Editorial Collective

Christine Mathieu

Christine is a professional anthropologist, ethnohistorian, publisher, author, translator and teacher. Christine's writing has appeared in the French Australian Review; Intersections; Bread Wine and Thou and anthologies focused on Asian studies. Her books include: A History and Anthropological Study of the Ancient Kingdoms of Southwest China (Mellen Press, 2003); Quentin Roosevelt’s China: ancestral realms of the Naxi, which she co-edited with Cindy Ho (Rubin Museum of Arts, New York, and Arnoldsche, Stuttgart, 2011) which won a research award from the Asia Cultural Council in New York; Leaving Mother Lake, co-authored with Yang Erche Namu (Little, Brown, and Company, NY, 2003). Christine's translation into French, Adieu au lac mère (Calman-Lévy, 2005) received an award from the Centre National du Livre in Paris. Christine speaks French, English, Chinese and Spanish. She has lectured in anthropology and taught Chinese and French in the US, Spain and Australia. In addition to her work in Native Title research, Christine currently teaches anthropology and French at Alice Miller School.
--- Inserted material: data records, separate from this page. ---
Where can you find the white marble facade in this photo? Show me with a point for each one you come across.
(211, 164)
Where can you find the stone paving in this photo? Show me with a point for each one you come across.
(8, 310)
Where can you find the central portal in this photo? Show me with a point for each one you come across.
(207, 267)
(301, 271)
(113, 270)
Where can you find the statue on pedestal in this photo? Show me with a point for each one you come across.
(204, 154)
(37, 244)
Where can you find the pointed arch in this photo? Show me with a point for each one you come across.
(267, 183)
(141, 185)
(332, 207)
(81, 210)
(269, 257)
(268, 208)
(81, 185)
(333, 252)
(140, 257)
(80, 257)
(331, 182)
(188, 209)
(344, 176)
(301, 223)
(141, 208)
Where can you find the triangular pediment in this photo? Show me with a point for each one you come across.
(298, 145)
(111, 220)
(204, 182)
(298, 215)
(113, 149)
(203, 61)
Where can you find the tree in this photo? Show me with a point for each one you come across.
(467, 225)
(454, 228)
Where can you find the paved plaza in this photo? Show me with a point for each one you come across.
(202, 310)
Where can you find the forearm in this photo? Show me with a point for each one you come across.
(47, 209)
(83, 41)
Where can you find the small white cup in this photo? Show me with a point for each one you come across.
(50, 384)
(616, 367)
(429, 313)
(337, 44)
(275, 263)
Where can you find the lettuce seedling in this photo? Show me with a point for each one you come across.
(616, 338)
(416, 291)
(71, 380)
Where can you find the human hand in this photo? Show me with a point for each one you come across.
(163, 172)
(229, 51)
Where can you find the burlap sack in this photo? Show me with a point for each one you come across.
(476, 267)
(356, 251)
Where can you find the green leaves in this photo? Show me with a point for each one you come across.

She is a member of the editorial collective of Matrix, a newly established online academic journal dedicated to matricultural studies, and based in Ottawa, Canada.

Carolyn Masel

Caz is a poet and a teacher of literature and creative writing. She taught at the University of Manchester in the U.K. for many years and is now a lecturer at Australian Catholic University, Melbourne. In recent years she has served as a judge for the ACU Poetry Prize and the W.B. Yeats prize and has written on a variety of poets, including Walt Whitman, Wallace Stevens and W. B. Yeats, as well as recent and contemporary Australian writers, such as Tony Birch, Vincent Buckley and David Malouf. Her publications on postcolonial fiction include articles on Janice Galloway, Janet Paisley and Alice Munro. A chapbook, A Book of Hours, was published in 2017 by Picaro/Ginninderra Press and her first collection of poems, Moorings, was published in 2019 by Ginnindera Press.

Robert DiNapoli

Bob is a linguist, scholar of medieval English literature, teacher of Old English, translator, essayist and poet. He has lectured at universities in North America, England and Australia. His book on Beowulf, A Far Light (Cambridge Scholars Publishing, 2016) presents the original Old English text with Bob's translation and commentary. His poems and essays have appeared in Arena Magazine, Eureka Street, Foreground and PN Review. Engelboc, Bob's first book of his own poems, was published in 2019 by Littlefox Press. Bob is the founder and principal lecturer for The Melbourne Literature Seminars, through which he has offered a wide range of literature courses for the public and now conducts weekly poetry discussion groups.